Diana’s head snaps in his direction, and her eyes grow heated with that dark fire they get whenever she’s angry but trying to contain her anger. “How long have you known? How long have you had him here?”

“A week,” Bruce replies. Even without the lasso around him, he knows better than to try to lie to Diana, especially since this lie would be told only to spare her feelings. He has far too much respect for her to do that. “I’ve kept him sedated while I completed my tests. It was much safer to do that than risk him being a flight risk.”

“I would’ve been a flight risk,” Steve confirms, blurting the statement out due to the lasso’s influence. “I’m still thinking of running, but the only reason I haven’t is because you’re here. I’m also very confused over what’s going on, and still no one’s giving me answers, which quite frankly, is seriously starting to irk the hell out of me.”

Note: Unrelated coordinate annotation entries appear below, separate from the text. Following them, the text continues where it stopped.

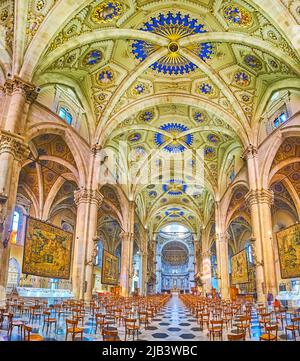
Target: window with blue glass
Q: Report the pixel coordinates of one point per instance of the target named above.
(99, 248)
(15, 228)
(65, 114)
(280, 120)
(249, 253)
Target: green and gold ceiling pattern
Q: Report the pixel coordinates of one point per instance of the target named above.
(167, 78)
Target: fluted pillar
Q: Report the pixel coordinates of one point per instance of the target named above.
(88, 202)
(13, 151)
(260, 202)
(126, 262)
(222, 252)
(19, 95)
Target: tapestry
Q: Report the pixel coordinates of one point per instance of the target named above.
(239, 266)
(47, 250)
(288, 241)
(110, 269)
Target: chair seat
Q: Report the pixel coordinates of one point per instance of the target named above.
(36, 337)
(133, 327)
(291, 327)
(75, 330)
(216, 329)
(267, 337)
(51, 320)
(17, 323)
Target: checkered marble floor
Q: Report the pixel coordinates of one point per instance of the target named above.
(173, 323)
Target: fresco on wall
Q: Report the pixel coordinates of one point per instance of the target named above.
(110, 269)
(289, 251)
(239, 266)
(47, 250)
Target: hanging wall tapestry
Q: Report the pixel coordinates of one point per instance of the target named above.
(110, 269)
(289, 251)
(47, 250)
(239, 266)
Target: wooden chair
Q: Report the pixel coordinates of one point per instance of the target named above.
(236, 337)
(143, 319)
(73, 329)
(268, 335)
(101, 322)
(28, 336)
(131, 328)
(49, 321)
(13, 323)
(244, 324)
(109, 335)
(216, 329)
(295, 326)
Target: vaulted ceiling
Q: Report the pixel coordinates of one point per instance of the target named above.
(164, 77)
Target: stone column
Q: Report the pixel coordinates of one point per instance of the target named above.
(222, 253)
(144, 257)
(260, 202)
(223, 269)
(88, 202)
(19, 95)
(13, 151)
(126, 262)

Diana stares hard at him, and for a moment, it looks as though she’s about to snap, but then she lets out a breath and slowly goes to undo the lasso. Glancing over at Bruce, she starts unwrapping Steve. “How much have you told him?”

“Nothing,” Bruce bluntly answers.

“No surprise there,” Diana mutters under her breath. Once she has the lasso off of Steve completely, she doesn’t speak. She doesn’t move toward him or away from him. She just looks at him with silence in her throat and on her face. If Steve has anything to say, he doesn’t. Instead, he simply stares back at her with a mixture of emotions all over his face.

His face. Steve’s face.

Suddenly, Diana blinks hard as she feels hot tears fill her eyes, and she presses her lips together into a hard line to fight the emotions back. She’s had many opportunities to think back to certain moments from years past and how she would redo them now, but she’s never allowed herself to think about what she would’ve done differently for Steve. Thinking about “what ifs” that had to do with him had always been too painful, and so she’d locked those wandering questions deep in her heart with the hope that maybe they’d dehydrate and die for good in there. But as she looks at him, as she looks at the face she thought she’d never get to see again, she realizes that the biggest possible “what if” she ever could have dreamed up is standing in front of her.

Before she can stop herself, she reaches up with one hand to touch his cheek. Her fingertips lightly ghost over his skin, and she nearly gasps when she feels how warm—how alive he truly is. Steve closes his eyes at her touch and leans his cheek into her palm before turning to kiss the heel of her hand.

“Diana,” he says quietly.

Diana swallows and blinks again. “It’s you. It’s really you.”

“Yeah. It’s me. I just…what’s going on? Can you tell me that?” Steve’s eyes search her face for any kind of answer he can get just from looking at her. “What about the War?”


“What happened with the plane? What do you mean when you say you saw me die?”

“Steve…” Diana starts again, and this time she puts both hands on his face as she looks into his eyes. “Steve. The War is over. It’s been over for a long time.”

Those little crinkles in the corners of his eyes return as he squints at her to try to understand what she’s saying. “A long time? What are we talking here—a month? Two months? Three months?”

Diana takes a breath. “One hundred years.”

Steve blinks quickly, and he stares at her in complete confusion. “Wait…wait, what? You were serious? What are you—“

“The War ended in 1918. The same year you died, the very day you died. And now it’s 2018, a full 100 years from the last time you were conscious. 

Steve stares at her. Briefly, Diana wonders if this is how he’d felt on Themyscira when he’d learned that the Amazons didn’t know what the War was, let alone the Germans. He looks over at Bruce and then back to her, and he shakes his head a little bit.

“Steve…Steve, talk to me,” she pleads, stroking his cheek without even realizing it as she looks up at him with huge worried eyes. It’s been so long since someone has been worried about him, she realizes, since everyone who had known him is now dead. Everyone except for her.

Steve sucks in a breath, and then he lets it out. “Oh, shit.”